The administration said Wednesday that China’s currency, the renminbi, remains “significantly undervalued.” Officials said, however, that China’s actions do not meet the legal requirements for the country to be designated a currency manipulator. That designation would trigger intensive negotiations and could ultimately lead to trade sanctions.
The administration criticized Germany for maintaining a large trade surplus throughout the euro-area debt crisis. The report said that Germany’s surplus was larger than China’s trade surplus in 2012 and this is causing trouble for its European neighbours.

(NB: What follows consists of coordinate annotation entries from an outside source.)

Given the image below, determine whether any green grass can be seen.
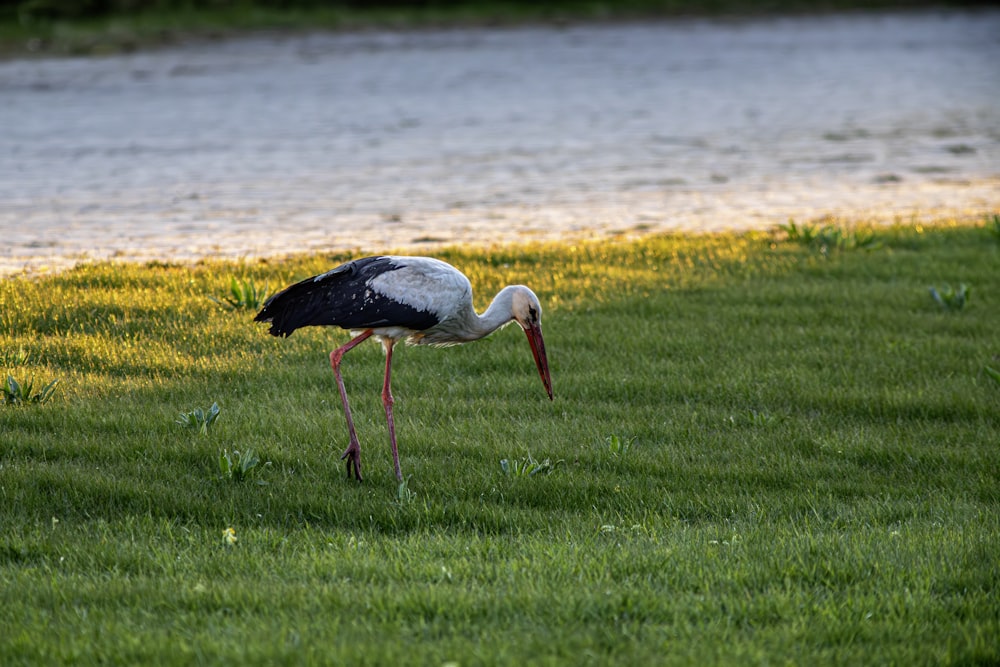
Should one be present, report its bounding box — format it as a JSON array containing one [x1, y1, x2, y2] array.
[[0, 224, 1000, 665], [0, 0, 984, 55]]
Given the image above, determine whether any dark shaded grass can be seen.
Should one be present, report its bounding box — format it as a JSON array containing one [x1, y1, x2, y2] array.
[[0, 223, 1000, 664]]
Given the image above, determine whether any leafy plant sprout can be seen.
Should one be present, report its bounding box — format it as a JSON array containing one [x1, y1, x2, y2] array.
[[219, 447, 271, 484], [929, 283, 972, 311], [500, 454, 563, 477], [986, 213, 1000, 243], [174, 403, 220, 435], [0, 375, 59, 405], [604, 435, 635, 456], [778, 220, 882, 255], [396, 477, 417, 505], [208, 276, 269, 310]]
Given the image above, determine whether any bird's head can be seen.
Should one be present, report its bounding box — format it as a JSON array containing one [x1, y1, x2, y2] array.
[[510, 285, 552, 400]]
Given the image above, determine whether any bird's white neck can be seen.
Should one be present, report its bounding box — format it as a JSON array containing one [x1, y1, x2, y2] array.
[[472, 285, 517, 340]]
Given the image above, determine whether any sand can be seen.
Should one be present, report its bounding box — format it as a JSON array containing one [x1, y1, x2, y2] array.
[[0, 11, 1000, 276]]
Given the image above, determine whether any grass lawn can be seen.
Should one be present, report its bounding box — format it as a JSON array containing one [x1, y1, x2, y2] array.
[[0, 217, 1000, 665]]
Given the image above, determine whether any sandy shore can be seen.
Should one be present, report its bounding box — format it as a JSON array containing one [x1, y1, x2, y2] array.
[[0, 11, 1000, 275]]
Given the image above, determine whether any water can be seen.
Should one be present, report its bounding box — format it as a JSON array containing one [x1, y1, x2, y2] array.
[[0, 11, 1000, 275]]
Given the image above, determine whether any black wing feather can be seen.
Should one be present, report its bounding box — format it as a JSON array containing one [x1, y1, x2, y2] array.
[[254, 257, 439, 336]]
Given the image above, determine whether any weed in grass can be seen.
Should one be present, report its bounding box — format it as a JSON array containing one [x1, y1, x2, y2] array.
[[500, 454, 564, 477], [219, 447, 271, 485], [0, 346, 31, 366], [0, 375, 59, 405], [986, 213, 1000, 243], [604, 435, 635, 456], [928, 283, 972, 312], [208, 277, 269, 310], [778, 220, 882, 256], [174, 403, 220, 435], [396, 477, 417, 505]]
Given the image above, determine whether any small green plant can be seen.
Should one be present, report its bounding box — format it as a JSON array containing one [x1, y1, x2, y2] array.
[[778, 220, 882, 255], [604, 435, 635, 456], [778, 220, 818, 245], [0, 346, 31, 366], [986, 213, 1000, 243], [219, 447, 271, 484], [929, 283, 972, 311], [0, 375, 59, 405], [396, 477, 417, 505], [175, 403, 220, 435], [208, 277, 268, 310], [500, 454, 563, 477]]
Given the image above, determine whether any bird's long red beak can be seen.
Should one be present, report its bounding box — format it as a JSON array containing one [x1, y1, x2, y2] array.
[[524, 324, 553, 401]]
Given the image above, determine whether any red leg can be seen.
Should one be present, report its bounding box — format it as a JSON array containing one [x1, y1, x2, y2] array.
[[382, 338, 403, 482], [330, 331, 373, 482]]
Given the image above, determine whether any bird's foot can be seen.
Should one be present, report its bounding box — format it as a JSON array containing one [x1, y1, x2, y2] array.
[[340, 442, 361, 482]]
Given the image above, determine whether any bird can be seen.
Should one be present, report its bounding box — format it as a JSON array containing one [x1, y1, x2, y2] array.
[[254, 255, 553, 483]]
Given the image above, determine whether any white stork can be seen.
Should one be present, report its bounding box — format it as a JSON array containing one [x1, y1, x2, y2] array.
[[254, 256, 552, 481]]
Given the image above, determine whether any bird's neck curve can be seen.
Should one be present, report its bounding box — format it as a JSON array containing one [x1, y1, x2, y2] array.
[[474, 285, 516, 338]]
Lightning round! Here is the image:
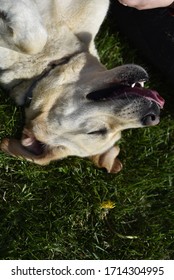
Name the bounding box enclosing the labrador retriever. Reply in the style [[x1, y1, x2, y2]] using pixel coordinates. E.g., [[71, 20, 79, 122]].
[[0, 0, 164, 173]]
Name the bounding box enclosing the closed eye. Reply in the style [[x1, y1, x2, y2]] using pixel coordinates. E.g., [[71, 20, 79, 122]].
[[88, 127, 107, 136]]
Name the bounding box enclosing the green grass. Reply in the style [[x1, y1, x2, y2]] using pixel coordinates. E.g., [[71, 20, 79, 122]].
[[0, 21, 174, 259]]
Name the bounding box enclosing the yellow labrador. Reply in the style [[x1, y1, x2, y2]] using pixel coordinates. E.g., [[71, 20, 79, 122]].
[[0, 0, 164, 172]]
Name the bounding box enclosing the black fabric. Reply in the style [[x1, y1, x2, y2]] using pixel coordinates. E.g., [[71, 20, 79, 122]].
[[109, 0, 174, 85]]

It urged Germany to push for more domestic-led growth rather than relying so much on exports to fuel its economy. This would have the advantage of providing markets to boost the exports of Germany’s neighbours and other countries.
“Germany’s anemic pace of domestic-demand-led growth and dependence on exports have hampered rebalancing,” the administration said.
The criticism came in a twice-a-year Treasury report on whether any nations are manipulating their currencies to gain trade advantages.
The report did say that the administration planned to closely monitor Japan’s currency policies and those of South Korea.
Referring to China’s renminbi currency, the administration said, “The RMB is appreciating but not as fast or by as much as needed. Treasury will carefully monitor the pace of RMB appreciation and press for further policy changes consistent with market determination of the exchange rate.”
The report also cautioned Japan about its currency policies. Japan’s central bank this year launched a new effort to bolster the country’s economy. That effort has weakened the value of the Japanese yen and could widen the US-Japan trade gap.
U.S. manufacturers have long contended that China is manipulating its currency to gain trade advantages. A weaker Chinese renminbi and a weaker Japanese yen make goods from those two countries cheaper for American consumers and U.S. goods more expensive in those markets.
Treasury said it would discourage South Korea’s government from intervening in currency markets unless such action is needed to stabilize disorderly markets. Seoul intervened to sell its own currency, the won, this year and last year to keep the value of its currency from rising.
The Obama administration has now declined to brand China as a manipulator for 10 straight reports. It has argued that it the U.S. is more likely to make progress on economic issues through negotiation than confrontation.
America’s trade deficit with China has for years been the largest with any country.
The last time the United States named any country as a currency manipulator was in 1994 when the Clinton administration made that accusation against China.